Accademia Bizantina (foto Giulia Papetti)

Il teatro Goldoni di Bagnacavallo, ormai da quattro stagioni, offre al suo pubblico una proposta musicale di qualità, con un pensiero vero e non banale che mette in risalto tutte le varie sfaccettature della “musica antica”.
Il primo appuntamento della rassegna “Libera la Musica”, il 19 dicembre, dal titolo “Sacro e Profano” non è stato un normale concerto di auguri di Natale e nemmeno un polpettone di brani semisconosciuti da opere di nicchia, così come vengono definite da certe menti (?) di comuni limitrofi alla città «che non rifiglia» le composizioni che non sono almeno di dominio nazionalpopolare.

Un centone dell’italico genio, invece, è stato lo svolgersi della serata, con alternati brani di Alessandro Scarlatti e di Antonio Vivaldi, paladini dei due centri di produzione più importanti del periodo barocco, titano il primo della scuola napoletana e il secondo della veneziana, eseguiti dall’Accademia Bizantina diretta al clavicembalo e organo da Ottavio Dantone, con la partecipazione del contralto Delphine Galou.

Ad aprire la serata la sinfonia scarlattiana dall’opera Venere e Amore grazie alla quale l’orchestra rompe il ghiaccio lasciando trasparire l’emozione per il debutto in casa.
A seguire, dalla stessa opera il contralto francese, di rosso vestita, sorprende con «Chi dà pace a questo core», mettendo in luce fin dalle prime note del recitativo una voce intensa e brillante, specialmente nei registri acuto e centrale.
Questo stato di grazia si manifesta sempre più sfolgorante nelle arie a seguire, specialmente nella bellissima «So ch’ella è il sole» (una piccola nota: è probabile che la Galou apprezzi molto le frequentazioni romagnole tanto da assorbirne la pronuncia di alcune parole.

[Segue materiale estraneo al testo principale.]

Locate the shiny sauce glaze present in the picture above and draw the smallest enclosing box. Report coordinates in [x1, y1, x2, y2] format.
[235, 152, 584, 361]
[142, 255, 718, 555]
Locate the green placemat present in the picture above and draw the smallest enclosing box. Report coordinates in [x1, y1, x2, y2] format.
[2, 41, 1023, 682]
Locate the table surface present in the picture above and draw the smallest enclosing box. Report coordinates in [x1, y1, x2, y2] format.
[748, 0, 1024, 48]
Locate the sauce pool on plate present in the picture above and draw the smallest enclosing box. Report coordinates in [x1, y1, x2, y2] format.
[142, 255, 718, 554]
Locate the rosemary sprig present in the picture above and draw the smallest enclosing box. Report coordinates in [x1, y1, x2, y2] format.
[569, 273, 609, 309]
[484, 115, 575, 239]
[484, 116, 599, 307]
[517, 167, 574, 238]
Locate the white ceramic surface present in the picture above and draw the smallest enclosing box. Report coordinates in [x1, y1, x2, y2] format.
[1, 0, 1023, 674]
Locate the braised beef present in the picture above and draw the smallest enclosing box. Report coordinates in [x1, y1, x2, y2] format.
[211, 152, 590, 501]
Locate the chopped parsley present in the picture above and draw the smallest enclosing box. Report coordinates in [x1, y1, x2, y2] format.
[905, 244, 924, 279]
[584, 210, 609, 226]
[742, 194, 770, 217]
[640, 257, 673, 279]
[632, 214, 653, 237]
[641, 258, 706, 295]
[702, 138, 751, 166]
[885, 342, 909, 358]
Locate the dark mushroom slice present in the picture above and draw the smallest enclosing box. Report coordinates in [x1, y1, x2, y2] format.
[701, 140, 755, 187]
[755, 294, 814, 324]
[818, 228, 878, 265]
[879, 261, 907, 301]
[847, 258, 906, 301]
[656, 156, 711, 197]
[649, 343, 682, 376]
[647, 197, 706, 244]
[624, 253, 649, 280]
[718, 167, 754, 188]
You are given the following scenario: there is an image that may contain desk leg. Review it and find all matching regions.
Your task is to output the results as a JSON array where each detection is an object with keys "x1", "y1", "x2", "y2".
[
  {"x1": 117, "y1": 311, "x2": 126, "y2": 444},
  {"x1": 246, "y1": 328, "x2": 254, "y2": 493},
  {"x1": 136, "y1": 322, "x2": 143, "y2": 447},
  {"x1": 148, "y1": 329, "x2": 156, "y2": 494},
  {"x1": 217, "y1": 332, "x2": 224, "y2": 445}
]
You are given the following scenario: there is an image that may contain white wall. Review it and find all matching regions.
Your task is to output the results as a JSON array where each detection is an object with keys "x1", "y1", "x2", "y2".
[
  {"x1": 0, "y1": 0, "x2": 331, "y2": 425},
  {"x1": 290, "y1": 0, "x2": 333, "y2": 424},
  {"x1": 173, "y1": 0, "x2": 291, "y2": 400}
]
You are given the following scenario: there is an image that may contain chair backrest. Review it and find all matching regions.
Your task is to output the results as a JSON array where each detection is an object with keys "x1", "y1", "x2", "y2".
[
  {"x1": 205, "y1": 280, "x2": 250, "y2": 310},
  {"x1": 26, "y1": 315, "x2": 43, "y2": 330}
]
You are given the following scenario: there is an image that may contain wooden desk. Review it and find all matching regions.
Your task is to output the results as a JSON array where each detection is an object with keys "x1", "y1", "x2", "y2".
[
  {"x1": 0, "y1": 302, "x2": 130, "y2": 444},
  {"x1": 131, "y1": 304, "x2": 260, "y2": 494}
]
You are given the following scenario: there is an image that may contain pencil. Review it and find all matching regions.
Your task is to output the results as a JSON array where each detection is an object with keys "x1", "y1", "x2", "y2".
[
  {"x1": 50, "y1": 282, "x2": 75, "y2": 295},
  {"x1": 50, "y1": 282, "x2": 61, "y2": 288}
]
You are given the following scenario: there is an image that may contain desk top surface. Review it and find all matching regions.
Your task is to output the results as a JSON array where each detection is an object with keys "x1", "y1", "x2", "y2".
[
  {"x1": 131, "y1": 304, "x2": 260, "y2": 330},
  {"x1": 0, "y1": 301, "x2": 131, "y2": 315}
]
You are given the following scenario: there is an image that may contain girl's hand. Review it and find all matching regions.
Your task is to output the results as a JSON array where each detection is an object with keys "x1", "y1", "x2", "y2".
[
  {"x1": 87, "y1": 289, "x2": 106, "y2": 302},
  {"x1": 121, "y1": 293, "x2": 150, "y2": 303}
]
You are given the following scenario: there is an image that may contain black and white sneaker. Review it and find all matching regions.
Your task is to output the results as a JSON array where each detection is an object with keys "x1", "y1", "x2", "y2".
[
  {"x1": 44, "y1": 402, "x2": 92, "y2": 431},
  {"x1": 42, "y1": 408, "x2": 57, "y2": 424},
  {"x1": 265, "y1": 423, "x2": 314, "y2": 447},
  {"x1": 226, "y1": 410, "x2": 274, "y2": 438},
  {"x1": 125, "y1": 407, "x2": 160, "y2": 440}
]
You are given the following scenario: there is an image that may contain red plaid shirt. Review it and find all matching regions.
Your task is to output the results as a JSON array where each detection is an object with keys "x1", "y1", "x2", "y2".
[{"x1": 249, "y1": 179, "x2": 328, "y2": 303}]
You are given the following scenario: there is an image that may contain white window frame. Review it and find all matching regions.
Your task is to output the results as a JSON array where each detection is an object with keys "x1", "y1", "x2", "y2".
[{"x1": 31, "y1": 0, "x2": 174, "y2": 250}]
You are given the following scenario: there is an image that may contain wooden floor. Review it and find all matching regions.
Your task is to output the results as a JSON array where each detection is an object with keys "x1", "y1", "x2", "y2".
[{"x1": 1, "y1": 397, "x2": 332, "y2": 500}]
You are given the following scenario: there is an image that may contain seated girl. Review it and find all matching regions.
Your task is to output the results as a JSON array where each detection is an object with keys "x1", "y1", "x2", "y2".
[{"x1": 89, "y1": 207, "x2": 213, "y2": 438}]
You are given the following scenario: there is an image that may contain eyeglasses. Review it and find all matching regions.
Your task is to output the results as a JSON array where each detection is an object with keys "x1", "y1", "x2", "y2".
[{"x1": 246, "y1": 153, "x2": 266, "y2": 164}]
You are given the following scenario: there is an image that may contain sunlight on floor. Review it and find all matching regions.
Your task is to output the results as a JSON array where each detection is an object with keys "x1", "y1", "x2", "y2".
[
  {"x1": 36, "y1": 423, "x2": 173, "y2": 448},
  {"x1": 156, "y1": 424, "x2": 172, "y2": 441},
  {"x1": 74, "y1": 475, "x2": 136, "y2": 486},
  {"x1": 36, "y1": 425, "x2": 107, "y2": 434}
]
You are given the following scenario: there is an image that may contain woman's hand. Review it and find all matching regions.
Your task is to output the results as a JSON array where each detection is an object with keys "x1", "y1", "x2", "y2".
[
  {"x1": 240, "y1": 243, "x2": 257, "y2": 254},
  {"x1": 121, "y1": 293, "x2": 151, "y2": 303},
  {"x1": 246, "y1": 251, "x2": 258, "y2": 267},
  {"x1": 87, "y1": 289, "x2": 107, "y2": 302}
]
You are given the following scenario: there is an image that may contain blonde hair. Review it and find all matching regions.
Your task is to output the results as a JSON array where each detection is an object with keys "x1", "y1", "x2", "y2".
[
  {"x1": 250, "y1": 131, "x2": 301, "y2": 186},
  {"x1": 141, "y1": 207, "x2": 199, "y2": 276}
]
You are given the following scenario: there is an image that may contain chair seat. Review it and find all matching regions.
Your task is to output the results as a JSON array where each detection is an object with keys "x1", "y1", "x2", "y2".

Era davvero impossibile non notare la stèlla invece della più toscaneggiante stélla).

In mezzo alle arie scarlattiane l’orchestra si è, invece, cimentata nel Concerto RV 541 del Prete Rosso, ma lo stupore si è generato nel sentire il Concerto “Per la SS.ma Assontione di Maria Vergine” RV 582 nel quale il maestro di concerto Alessandro Tampieri si è mostrato come l’eccellente violinista qual è tanto che la bellissima, lunghissima e difficilissima cadenza finale pare lasciare di sasso direttore e orchestra stessi che chiosano le battute dell’ultimo tempo come allibiti dalla bravura del loro collega.

Se finora si è parlato quasi esclusivamente di profano, con lo Stabat Mater RV621 si è conchiusa l’indagine sul sacro. È la voce della Galou, con un più morigerato abito color tortora, che scalda gli affetti scritti da Vivaldi, tuttavia non convincono appieno alcune scelte operate dal direttore: su tutte la velocità di alcuni numeri. «Stabat Mater dolorosa» introduce uno stato in luogo che nell’esecuzione bizantina appare, invece, come una corsa, come se la Vergine stessa fosse in ritardo per quella che è a tutti gli effetti una fotografia letteraria.
Certo, però, non mancano le note positive. Non si possono celare i pizzicati del violone che, nel «Fac ut ardeat cor meum» sono un rimando per nulla velato al palpito del cuore, né si può evitare di lodare le delicatissime realizzazioni di Tiziano Bagnati che, con il suo liuto, intesse una tela nella quale è dolce scivolare.

Il pubblico, che probabilmente voleva omaggiare la cantante transalpina con un contegno più adeguato allo Stade de France che a un teatro, non si è limitato ad applaudire, ma ha richiesto ben due bis (avanzando anche pretese) che i bravi esecutori hanno gentilmente concesso: l’aria «L’innocenza sfortunata» dal Tieteberga e nuovamente “So ch’ella è il sole”.

Chiudere l’anno con queste esecuzioni è il miglior augurio che un teatro possa fare, uno spessore culturale notevolissimo che si affianca a un’altissima bravura interpretativa: la dimostrazione de facto che la musica, per essere goduta in platea, non ha bisogno di concerti-panettone.